Three days in South-West England in June 2011. My original intention was to visit the Scilly Isles but, as the weather was so wet and windy in Cornwall, I decided instead to linger further north on Day 1 and to visit the Severn Valley Railway, near Birmingham:
The railway was making preparations for a Second World War re-enactment weekend (!) and so had constructed a facsimile of a 1940s home interior on Kidderminster Station's councourse.
Great Western splendours:
The railway's set of 1930s London, Midland & Scottish coaches have beautiful period interiors:
A brief stop in Stroud:
On the way further South-West, I passed this very intact 1930s factory in Bridgwater:
A brief visit to the West Somerset Railway:
Made in Glasgow:
The bed & breakfast in Lynton:
The Cliff Railway, linking Lynton and Lynmouth, down by the sea.
Lynton's splendid municipal building:
Ilfracombe, where I had intended to sail on the paddle steamer Waverley's final Bristol Channel cruise of the season to Lundy Island. Although the weather was bright, there was still a strong wind and so Waverley arrived late. So, unexpectedly, I had a couple of hours to explore the town:
Waverley approaches Ilfracombe pier:
As it was deemed too windy to go to Lundy, the captain decided to substitute a shorter cruise along the Exmoor coast. Some were disappointed, of course, but I thought it was a good alternative and it allowed me to see part of the country I'd not previously explored. Unfortunately, the wind situation meant that Waverley failed to pick up around 500 eager passengers from Clevedon and so - worryingly for her operator's finances - she was rather empty.

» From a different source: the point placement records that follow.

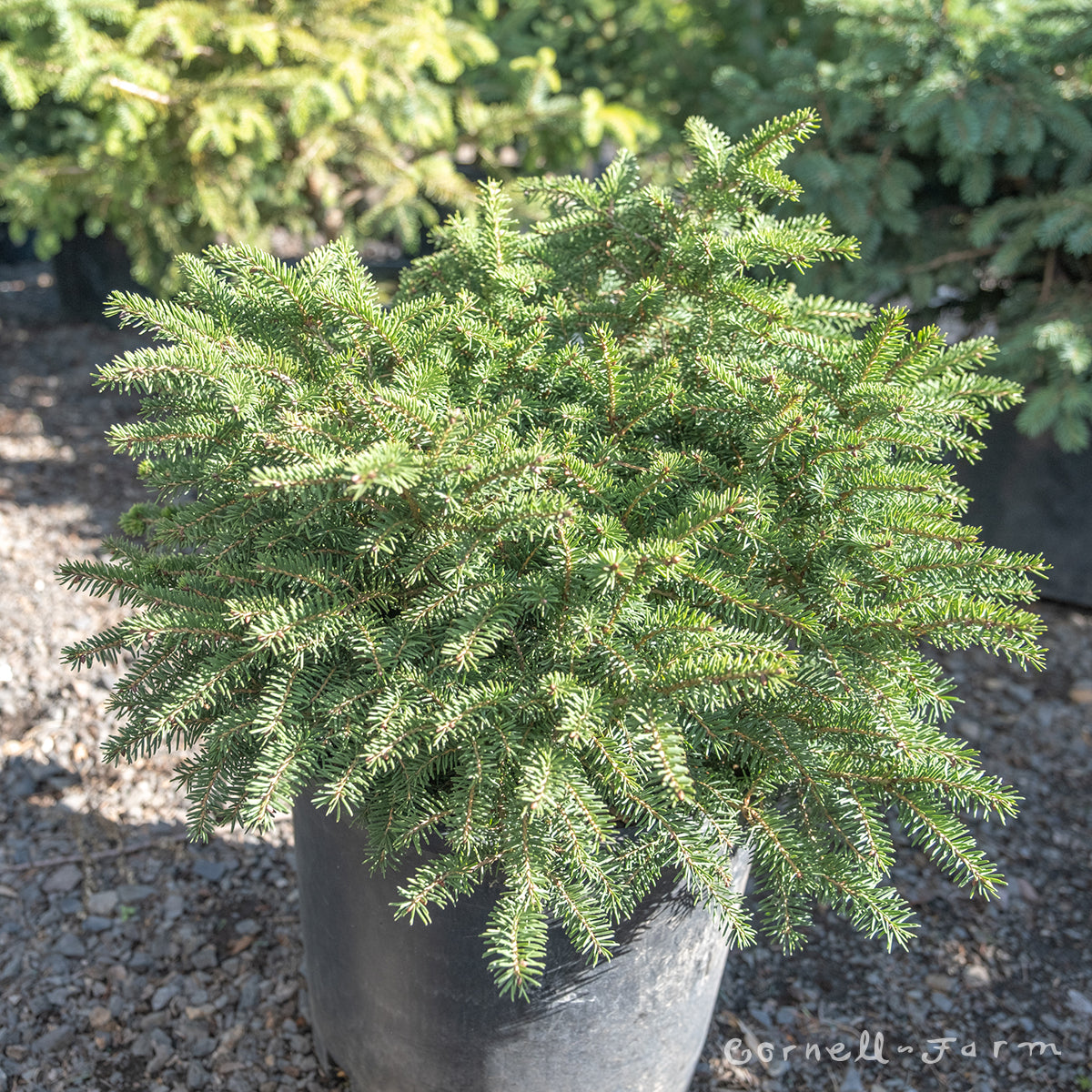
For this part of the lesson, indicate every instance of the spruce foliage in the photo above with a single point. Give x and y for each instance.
(600, 554)
(956, 146)
(184, 123)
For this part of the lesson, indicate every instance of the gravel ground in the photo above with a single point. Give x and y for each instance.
(134, 961)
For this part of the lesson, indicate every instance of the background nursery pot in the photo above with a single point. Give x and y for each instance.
(413, 1008)
(1030, 495)
(593, 530)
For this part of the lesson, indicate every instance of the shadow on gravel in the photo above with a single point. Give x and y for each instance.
(131, 960)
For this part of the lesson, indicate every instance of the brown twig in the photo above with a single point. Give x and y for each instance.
(1048, 271)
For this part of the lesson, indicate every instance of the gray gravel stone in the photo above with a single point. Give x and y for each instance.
(205, 959)
(210, 869)
(197, 1076)
(56, 1040)
(102, 902)
(164, 995)
(132, 894)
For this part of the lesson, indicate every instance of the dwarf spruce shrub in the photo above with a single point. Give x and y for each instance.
(600, 554)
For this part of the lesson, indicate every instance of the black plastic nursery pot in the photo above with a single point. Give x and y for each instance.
(414, 1008)
(1031, 496)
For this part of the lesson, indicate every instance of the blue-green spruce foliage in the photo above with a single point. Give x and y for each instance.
(596, 529)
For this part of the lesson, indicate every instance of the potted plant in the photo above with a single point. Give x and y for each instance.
(594, 561)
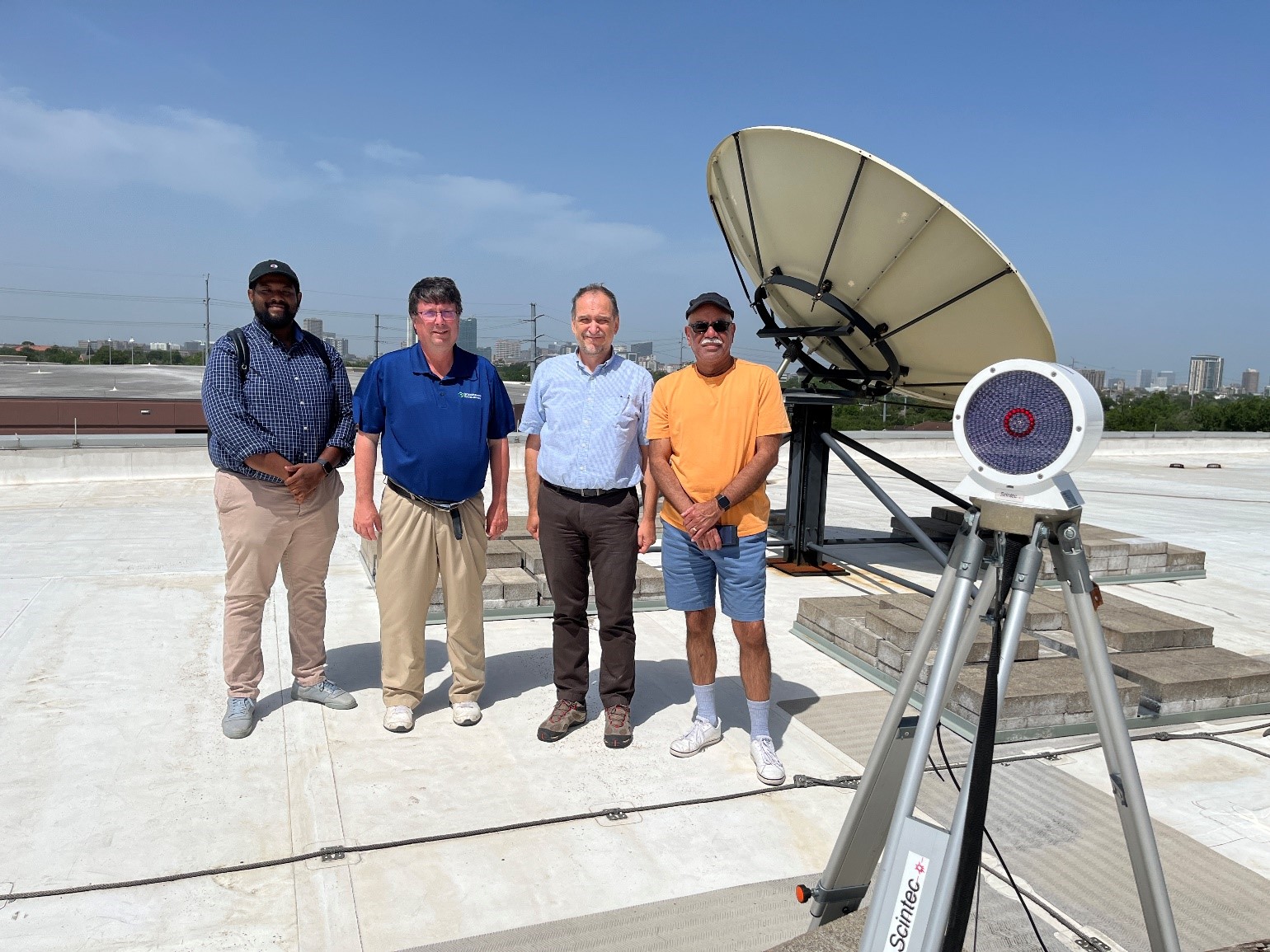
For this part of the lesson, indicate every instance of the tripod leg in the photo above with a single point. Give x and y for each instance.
(1074, 571)
(855, 855)
(943, 677)
(1021, 587)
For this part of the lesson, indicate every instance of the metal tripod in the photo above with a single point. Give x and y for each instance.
(880, 820)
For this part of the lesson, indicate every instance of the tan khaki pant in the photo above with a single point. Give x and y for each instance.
(418, 543)
(262, 528)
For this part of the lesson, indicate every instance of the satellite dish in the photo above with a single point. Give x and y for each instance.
(910, 295)
(1023, 425)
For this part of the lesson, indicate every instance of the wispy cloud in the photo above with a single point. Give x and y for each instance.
(176, 150)
(383, 152)
(192, 154)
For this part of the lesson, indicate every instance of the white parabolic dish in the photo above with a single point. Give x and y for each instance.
(930, 284)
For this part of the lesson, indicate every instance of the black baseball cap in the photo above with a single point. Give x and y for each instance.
(272, 267)
(710, 298)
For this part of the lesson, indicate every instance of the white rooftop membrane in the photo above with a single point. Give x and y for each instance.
(115, 767)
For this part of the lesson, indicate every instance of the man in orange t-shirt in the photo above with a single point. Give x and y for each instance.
(714, 434)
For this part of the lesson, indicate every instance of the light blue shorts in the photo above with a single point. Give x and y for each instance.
(689, 574)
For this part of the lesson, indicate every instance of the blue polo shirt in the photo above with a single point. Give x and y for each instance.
(435, 429)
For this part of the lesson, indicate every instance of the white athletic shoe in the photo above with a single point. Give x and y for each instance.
(397, 720)
(762, 752)
(700, 735)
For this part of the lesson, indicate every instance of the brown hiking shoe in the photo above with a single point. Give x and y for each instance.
(564, 717)
(618, 726)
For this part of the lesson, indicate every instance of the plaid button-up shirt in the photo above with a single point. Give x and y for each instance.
(286, 406)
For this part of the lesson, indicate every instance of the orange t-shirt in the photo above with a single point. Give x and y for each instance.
(712, 423)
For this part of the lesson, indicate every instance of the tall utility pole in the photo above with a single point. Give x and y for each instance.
(207, 317)
(534, 350)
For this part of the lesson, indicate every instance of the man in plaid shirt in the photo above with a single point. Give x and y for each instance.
(277, 435)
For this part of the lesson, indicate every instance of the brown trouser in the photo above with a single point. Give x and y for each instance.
(601, 535)
(262, 528)
(416, 543)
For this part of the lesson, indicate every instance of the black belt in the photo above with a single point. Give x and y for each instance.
(587, 493)
(453, 508)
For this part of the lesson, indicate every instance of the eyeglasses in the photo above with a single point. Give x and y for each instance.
(700, 326)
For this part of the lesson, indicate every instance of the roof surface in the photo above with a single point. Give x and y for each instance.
(115, 767)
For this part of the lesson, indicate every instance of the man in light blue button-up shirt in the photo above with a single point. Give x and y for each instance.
(586, 455)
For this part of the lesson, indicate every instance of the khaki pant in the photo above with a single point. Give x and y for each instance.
(418, 543)
(262, 528)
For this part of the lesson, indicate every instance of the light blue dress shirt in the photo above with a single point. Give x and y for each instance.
(592, 425)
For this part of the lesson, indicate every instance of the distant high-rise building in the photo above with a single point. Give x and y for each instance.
(341, 345)
(1206, 376)
(468, 334)
(507, 350)
(1098, 378)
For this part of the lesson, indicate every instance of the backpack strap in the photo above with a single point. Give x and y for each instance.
(326, 359)
(244, 354)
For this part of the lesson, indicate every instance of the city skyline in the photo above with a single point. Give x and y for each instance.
(141, 150)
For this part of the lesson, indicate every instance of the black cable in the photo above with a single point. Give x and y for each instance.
(1010, 877)
(800, 781)
(969, 858)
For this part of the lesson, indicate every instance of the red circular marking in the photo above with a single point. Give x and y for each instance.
(1018, 423)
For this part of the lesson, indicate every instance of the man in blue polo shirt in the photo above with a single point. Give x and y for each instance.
(586, 453)
(442, 415)
(279, 424)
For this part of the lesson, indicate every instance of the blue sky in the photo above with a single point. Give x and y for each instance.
(1117, 152)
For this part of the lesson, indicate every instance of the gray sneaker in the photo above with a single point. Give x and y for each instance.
(562, 719)
(324, 693)
(239, 717)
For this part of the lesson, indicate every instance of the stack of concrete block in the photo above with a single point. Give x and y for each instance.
(1164, 664)
(1041, 695)
(1112, 555)
(1187, 679)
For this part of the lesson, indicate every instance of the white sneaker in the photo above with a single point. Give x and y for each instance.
(397, 720)
(762, 752)
(700, 735)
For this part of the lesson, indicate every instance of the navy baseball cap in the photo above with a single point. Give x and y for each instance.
(710, 298)
(272, 267)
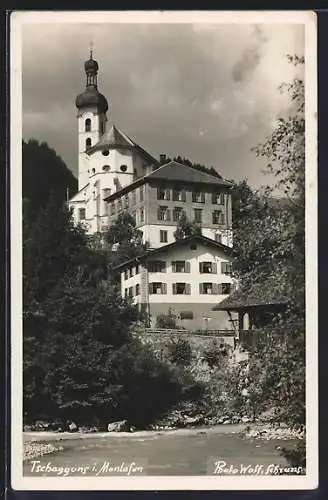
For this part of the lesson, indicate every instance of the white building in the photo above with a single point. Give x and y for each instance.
(189, 277)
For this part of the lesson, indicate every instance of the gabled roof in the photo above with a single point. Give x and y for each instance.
(197, 238)
(179, 172)
(173, 171)
(262, 294)
(115, 138)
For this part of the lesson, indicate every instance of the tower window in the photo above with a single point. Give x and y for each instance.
(87, 125)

With the Town Crier (and Mrs Town Crier) on Ilfracombe Pier:
Waverley crewman (in DFDS Seaways uniform):
The engine space:
Me on deck with tea as we progress along the coast:
After disembarking at Penarth, Waverley sailed straight to Greenock for the Clyde season:
Waverley leaves Ilfracombe for the last time this season. After so much disruption caused by poor weather, Waverley's operator is presently in a worrying financial position. The ship offers the very best way of viewing the wonderfully varied British coastline and so it is hoped that she will be able to continue in service for some time to come.